7. Et concrètement, pour un investisseur ou un trader particulier ?
Remettons les choses à l'échelle, parce que c'est là que beaucoup se trompent de peur.
- Vous n'êtes pas membre compensateur. Votre risque de contrepartie immédiat, c'est votre courtier, puis le membre compensateur par lequel il passe. La chambre est loin derrière dans la chaîne.
- Ce qui vous protège en pratique, ce sont la ségrégation des avoirs clients et la portabilité des positions. Les questions à poser à son intermédiaire sont donc : mes actifs sont-ils en ségrégation individuelle ou omnibus, et quel est le dispositif de transfert prévu si le membre compensateur défaille ?
- Le scénario extrême qui vous concerne vraiment n'est pas la faillite d'une chambre. C'est beaucoup plus prosaïque : en cas de choc violent, les marges explosent, votre courtier relève ses exigences, et vous êtes liquidé au pire moment — ou vous voyez un marché suspendu, un contrat modifié, des transactions annulées. C'est arrivé plusieurs fois en dix ans. C'est ça, votre exposition réelle à la mécanique de la compensation.
- La parade est simple et déjà connue : ne jamais utiliser tout le levier disponible, garder une réserve de liquidité largement supérieure au minimum requis, et considérer que les exigences de marge peuvent doubler ou tripler du jour au lendemain sur un marché stressé.
Ma lecture, en essayant d'être équilibré.
Ce qui plaide pour la solidité : les ressources sont considérables et documentées, le cadre réglementaire européen est exigeant, les tests de résistance sont conduits régulièrement et publiés, la mécanique a été éprouvée en conditions réelles — 2020, l'invasion de l'Ukraine, la crise énergétique — et elle a tenu. Aucun défaut de chambre majeure depuis quarante ans dans un marché développé.

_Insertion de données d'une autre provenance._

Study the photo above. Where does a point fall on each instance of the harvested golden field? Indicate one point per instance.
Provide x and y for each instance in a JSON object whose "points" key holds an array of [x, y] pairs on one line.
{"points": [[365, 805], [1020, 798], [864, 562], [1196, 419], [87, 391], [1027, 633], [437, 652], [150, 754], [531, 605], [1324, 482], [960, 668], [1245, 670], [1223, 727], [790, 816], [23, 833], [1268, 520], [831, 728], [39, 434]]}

Ce qui incite à la prudence : le calibrage repose entièrement sur la définition de "extrême mais plausible", et l'histoire récente montre que le plausible est régulièrement dépassé. Les angles morts identifiés par les superviseurs — concentration sur les matières premières, prestataires tiers critiques — sont les mêmes d'un exercice à l'autre. La procyclicité reste structurelle : on ne peut pas à la fois exiger un collatéral proportionné au risque et éviter que cette exigence n'augmente au pire moment. Et surtout, en concentrant le risque, on a échangé un grand nombre de petits points de défaillance contre un très petit nombre de points de défaillance gigantesques. La compensation centrale n'a pas fait disparaître le risque systémique, elle l'a déplacé et rendu plus visible — ce qui est un progrès, mais pas une immunité.

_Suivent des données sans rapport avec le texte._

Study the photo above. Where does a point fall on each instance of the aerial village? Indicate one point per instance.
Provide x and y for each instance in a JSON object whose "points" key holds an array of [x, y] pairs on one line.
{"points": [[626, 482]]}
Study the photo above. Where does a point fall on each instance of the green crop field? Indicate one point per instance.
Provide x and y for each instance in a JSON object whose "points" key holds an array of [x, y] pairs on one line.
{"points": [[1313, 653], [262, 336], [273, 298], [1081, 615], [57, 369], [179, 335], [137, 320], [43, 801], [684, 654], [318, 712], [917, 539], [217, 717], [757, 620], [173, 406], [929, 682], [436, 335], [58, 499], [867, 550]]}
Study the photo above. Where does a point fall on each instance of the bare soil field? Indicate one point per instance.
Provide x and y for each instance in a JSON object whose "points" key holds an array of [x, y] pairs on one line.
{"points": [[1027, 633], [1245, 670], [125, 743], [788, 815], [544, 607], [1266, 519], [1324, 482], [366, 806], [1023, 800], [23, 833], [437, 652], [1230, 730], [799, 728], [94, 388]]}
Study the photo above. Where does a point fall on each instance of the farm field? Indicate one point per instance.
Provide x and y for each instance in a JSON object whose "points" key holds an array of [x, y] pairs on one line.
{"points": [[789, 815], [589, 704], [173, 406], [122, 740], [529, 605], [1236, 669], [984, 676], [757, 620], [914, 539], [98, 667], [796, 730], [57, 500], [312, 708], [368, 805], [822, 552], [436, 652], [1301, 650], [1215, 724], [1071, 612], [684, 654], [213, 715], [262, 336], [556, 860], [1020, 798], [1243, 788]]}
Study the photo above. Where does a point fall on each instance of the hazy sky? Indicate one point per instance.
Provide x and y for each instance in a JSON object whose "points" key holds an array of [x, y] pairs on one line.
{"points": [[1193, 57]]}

La formulation honnête est donc : le système est robuste face aux scénarios pour lesquels il a été calibré, et sa vraie limite est qu'il ne peut pas être calibré pour ce qu'on n'a jamais vu. Ce qui, en matière de crise financière, est précisément la définition du problème.

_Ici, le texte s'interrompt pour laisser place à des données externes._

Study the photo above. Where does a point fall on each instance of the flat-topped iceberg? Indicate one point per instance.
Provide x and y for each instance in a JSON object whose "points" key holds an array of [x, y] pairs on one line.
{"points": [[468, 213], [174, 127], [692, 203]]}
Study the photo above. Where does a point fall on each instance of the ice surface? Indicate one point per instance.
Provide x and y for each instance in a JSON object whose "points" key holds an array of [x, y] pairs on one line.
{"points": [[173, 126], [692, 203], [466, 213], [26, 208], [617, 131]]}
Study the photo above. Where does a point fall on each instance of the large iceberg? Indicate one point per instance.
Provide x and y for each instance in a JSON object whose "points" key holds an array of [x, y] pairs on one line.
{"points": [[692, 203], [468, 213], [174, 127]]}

Pour aller vérifier par vous-même
- Les Public Quantitative Disclosures trimestrielles de la chambre qui vous concerne — elles sont sur leur site, section réglementaire.
- Les rapports de stress test de l'ESMA, publics et lisibles dans leur synthèse.
- Les publications de la BRI et du Conseil de stabilité financière sur les pratiques de marge, dont la revue post-mars 2020, qui est la référence sur la procyclicité.